Fingerpost
And here, at this crooked crossroad of Mountshannon,
village on the edge of a river fattened into a lake,
the coppery fourway signpost directs to past, present and future.
Separate directions, but nothing is what it seems –
there is a twining between these fingers.
Up on the bog above Bohatch, where sky meets mountain
and water shimmers metallic below on the Shannon, the Dolmen slants
among heather glowing purple in the setting sun
and your hand resting on the warm wedge of rock
almost feels the ancestors caught between stone age and bronze
burying their dead; almost sees their fish-giving lake,
the hump of their distant mountains.
And in the Harbour where Shannon waters flow in and out
on the whim of the wind, and where boats come in and out
from the north or the south, in that Harbour on a summer’s night
look out at the lake and see the ancient skin-covered boats
ease their way with oar and sail to Iniscealtra, the holy isle –
monks to build their churches and worship, Vikings to ruin and pillage.

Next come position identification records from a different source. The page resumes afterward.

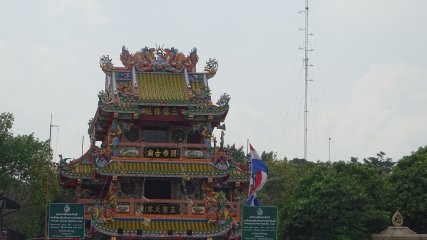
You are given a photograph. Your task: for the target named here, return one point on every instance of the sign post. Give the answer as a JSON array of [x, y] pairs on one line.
[[66, 220], [259, 223]]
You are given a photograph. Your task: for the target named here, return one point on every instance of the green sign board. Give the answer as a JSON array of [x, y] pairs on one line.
[[66, 220], [259, 223]]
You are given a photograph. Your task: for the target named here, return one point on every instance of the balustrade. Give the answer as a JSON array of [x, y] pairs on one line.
[[134, 206]]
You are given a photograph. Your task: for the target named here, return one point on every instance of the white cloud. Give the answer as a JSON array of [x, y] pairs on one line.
[[387, 113]]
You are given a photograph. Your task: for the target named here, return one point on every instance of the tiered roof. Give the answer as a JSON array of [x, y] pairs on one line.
[[157, 85]]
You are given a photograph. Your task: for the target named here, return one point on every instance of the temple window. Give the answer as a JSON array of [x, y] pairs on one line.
[[194, 137], [156, 134]]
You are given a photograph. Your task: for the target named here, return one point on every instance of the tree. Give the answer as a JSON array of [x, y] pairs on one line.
[[409, 181], [335, 201], [381, 162], [27, 175]]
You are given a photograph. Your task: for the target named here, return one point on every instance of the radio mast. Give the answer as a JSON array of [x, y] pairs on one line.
[[306, 79]]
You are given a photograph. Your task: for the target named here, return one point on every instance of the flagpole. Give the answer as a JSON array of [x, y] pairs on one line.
[[251, 177]]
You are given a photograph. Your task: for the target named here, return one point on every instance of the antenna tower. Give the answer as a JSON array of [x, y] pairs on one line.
[[306, 80]]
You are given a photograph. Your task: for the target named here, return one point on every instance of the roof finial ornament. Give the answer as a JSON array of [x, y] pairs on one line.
[[397, 219], [211, 67], [106, 63]]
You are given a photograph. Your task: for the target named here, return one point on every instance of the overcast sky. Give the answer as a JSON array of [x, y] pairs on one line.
[[369, 92]]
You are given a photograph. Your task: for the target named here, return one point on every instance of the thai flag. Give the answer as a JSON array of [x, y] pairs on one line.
[[258, 178]]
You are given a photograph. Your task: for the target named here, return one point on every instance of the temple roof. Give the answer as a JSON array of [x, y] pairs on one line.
[[169, 168], [159, 227]]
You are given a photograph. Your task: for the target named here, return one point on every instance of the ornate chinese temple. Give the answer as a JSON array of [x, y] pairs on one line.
[[154, 169]]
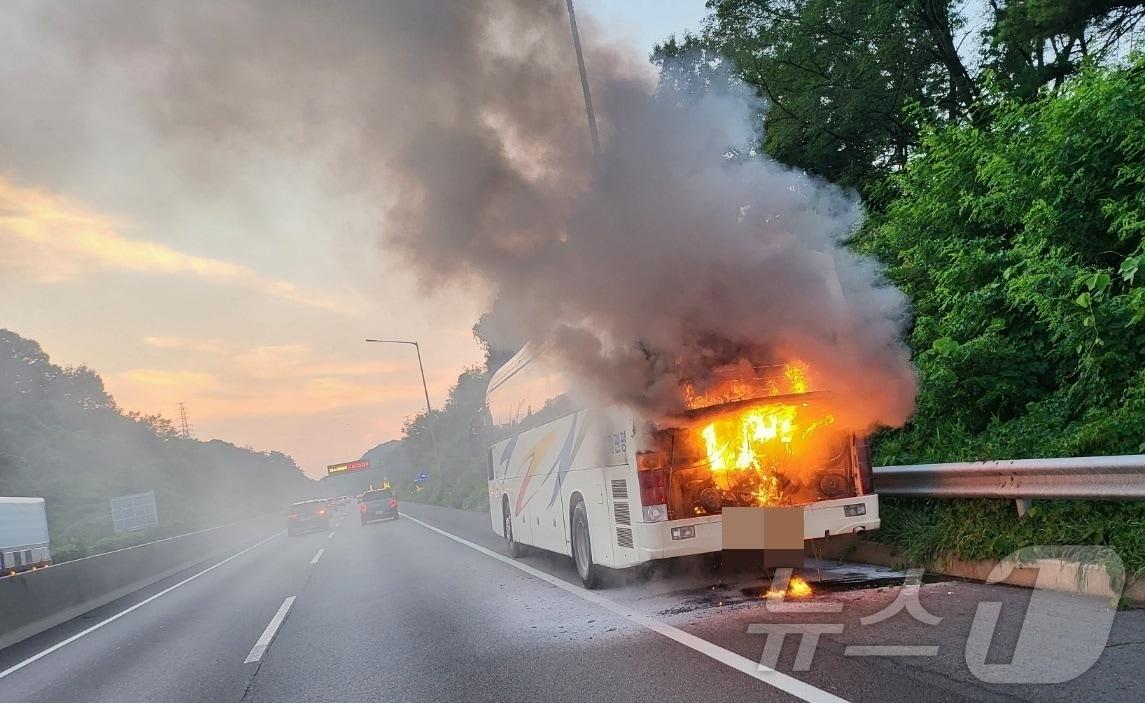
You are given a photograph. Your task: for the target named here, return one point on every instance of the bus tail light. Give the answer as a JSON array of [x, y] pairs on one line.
[[649, 460], [654, 494]]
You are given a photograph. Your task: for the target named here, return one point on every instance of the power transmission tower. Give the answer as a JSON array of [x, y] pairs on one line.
[[183, 421]]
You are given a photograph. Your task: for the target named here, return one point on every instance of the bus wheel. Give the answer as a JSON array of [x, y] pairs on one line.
[[582, 549], [515, 549]]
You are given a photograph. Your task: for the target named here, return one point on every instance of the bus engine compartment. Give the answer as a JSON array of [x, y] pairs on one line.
[[776, 448]]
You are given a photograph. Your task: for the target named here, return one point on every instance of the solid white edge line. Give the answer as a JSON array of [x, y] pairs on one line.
[[776, 679], [263, 641], [135, 607]]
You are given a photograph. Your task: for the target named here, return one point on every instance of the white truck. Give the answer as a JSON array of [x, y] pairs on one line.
[[23, 535]]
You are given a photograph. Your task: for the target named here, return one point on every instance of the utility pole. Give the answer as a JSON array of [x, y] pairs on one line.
[[425, 388], [584, 83], [183, 421]]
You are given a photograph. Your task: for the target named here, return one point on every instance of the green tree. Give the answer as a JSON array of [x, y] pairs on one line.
[[1032, 44], [1020, 245], [847, 84]]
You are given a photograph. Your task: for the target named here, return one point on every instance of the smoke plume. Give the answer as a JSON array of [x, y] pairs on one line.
[[678, 251]]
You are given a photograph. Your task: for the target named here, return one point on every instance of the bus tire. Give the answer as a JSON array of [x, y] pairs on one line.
[[515, 549], [582, 549]]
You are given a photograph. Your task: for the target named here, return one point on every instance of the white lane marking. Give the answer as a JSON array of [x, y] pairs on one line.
[[780, 680], [135, 607], [263, 641]]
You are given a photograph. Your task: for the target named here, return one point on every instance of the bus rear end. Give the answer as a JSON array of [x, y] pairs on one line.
[[779, 450]]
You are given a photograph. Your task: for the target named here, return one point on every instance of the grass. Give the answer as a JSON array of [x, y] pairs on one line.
[[924, 529]]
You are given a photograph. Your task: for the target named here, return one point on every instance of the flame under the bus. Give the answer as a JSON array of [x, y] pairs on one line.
[[797, 587], [750, 449]]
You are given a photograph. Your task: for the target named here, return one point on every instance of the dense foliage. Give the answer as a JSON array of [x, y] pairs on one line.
[[1020, 244], [62, 437]]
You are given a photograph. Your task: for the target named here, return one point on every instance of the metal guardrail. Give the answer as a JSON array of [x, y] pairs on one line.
[[1083, 478]]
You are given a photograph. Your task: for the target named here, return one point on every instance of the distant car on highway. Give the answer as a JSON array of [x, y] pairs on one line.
[[307, 515], [379, 504]]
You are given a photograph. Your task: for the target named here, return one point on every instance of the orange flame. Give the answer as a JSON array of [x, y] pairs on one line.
[[744, 449], [798, 587]]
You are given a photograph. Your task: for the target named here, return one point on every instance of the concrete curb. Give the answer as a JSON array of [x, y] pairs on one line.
[[34, 601], [1065, 576]]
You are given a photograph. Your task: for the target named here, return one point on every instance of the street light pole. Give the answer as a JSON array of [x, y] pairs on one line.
[[584, 83], [425, 388]]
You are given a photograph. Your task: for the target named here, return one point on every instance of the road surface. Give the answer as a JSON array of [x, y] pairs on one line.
[[427, 608]]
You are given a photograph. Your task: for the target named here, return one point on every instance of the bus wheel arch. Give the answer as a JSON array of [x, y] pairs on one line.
[[515, 549], [589, 571]]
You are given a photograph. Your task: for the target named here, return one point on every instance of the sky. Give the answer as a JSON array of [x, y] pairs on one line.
[[250, 303]]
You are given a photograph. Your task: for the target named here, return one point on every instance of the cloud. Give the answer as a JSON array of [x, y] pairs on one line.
[[202, 346], [50, 239], [168, 379]]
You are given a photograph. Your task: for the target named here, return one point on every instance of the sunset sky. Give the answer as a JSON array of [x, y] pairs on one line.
[[250, 305]]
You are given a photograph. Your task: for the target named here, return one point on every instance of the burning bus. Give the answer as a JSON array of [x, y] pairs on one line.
[[613, 490]]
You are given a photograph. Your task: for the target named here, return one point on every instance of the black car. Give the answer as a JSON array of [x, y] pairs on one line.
[[378, 504], [307, 515]]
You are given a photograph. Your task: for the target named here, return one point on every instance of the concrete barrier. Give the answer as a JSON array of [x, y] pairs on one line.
[[34, 601]]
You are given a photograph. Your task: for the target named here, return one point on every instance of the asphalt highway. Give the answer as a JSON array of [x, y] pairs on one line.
[[428, 608]]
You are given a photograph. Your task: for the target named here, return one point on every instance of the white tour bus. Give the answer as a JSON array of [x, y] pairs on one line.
[[610, 490]]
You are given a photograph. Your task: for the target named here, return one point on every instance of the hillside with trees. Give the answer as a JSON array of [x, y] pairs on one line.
[[64, 439]]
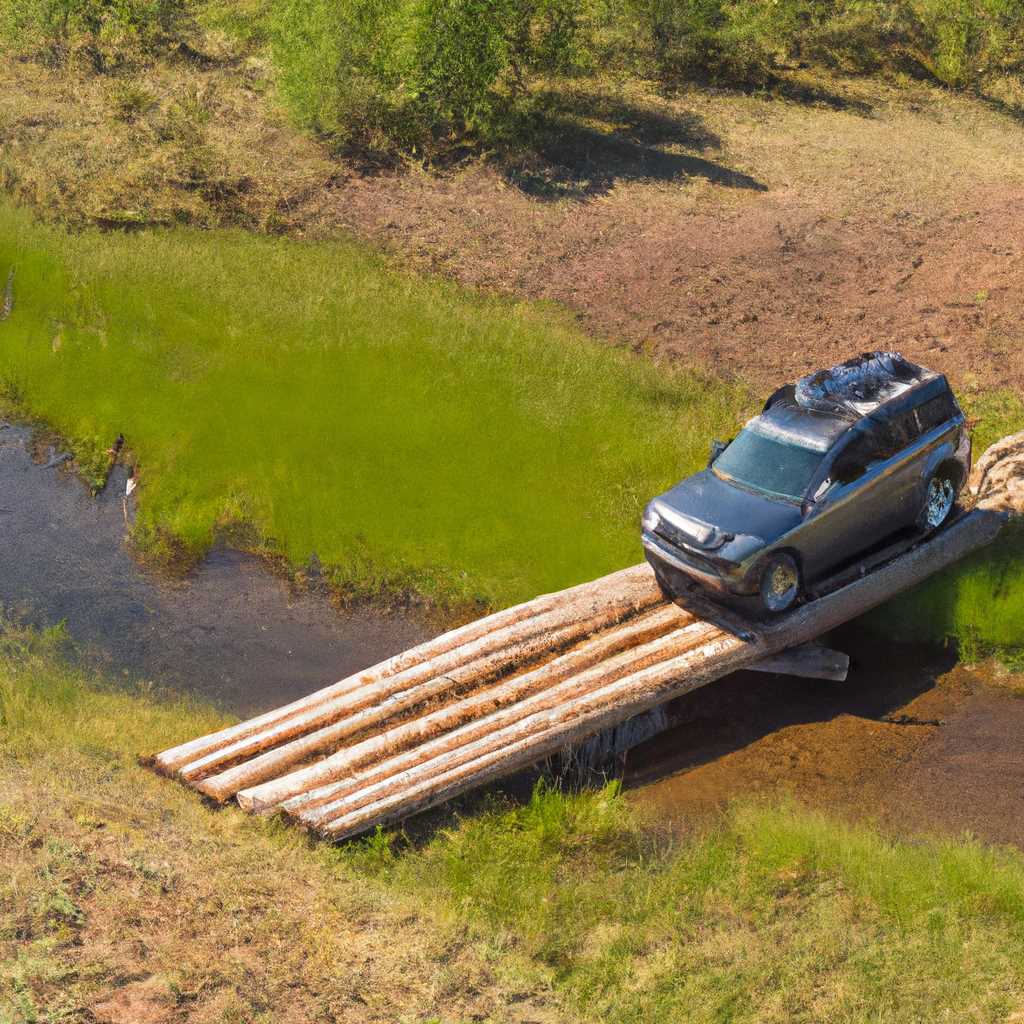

You walk to the Village past Winty’s Cottage, tiny windows,
once-thatched roof, past the forge, where these coppery fingers
were forged to the broad street laid out with buildings
made of stone by Woods of Limerick, a village built
for the spinning of linen from flax with a church
and market house, and four boisterous fair days a year.
Mountshannon built for workers by Woods, and now the woods
are all that’s left of Woodpark House, raised by Reade
and razed to the ground in the twenties. The finger
points you down the road to where bluebells and wild garlic
flower between beech and oak; where water flows
and people walk where people walked and will always walk.
Forged, to show us the way. The past is the warp,
the present the weft, fingers twined to make sense of our future.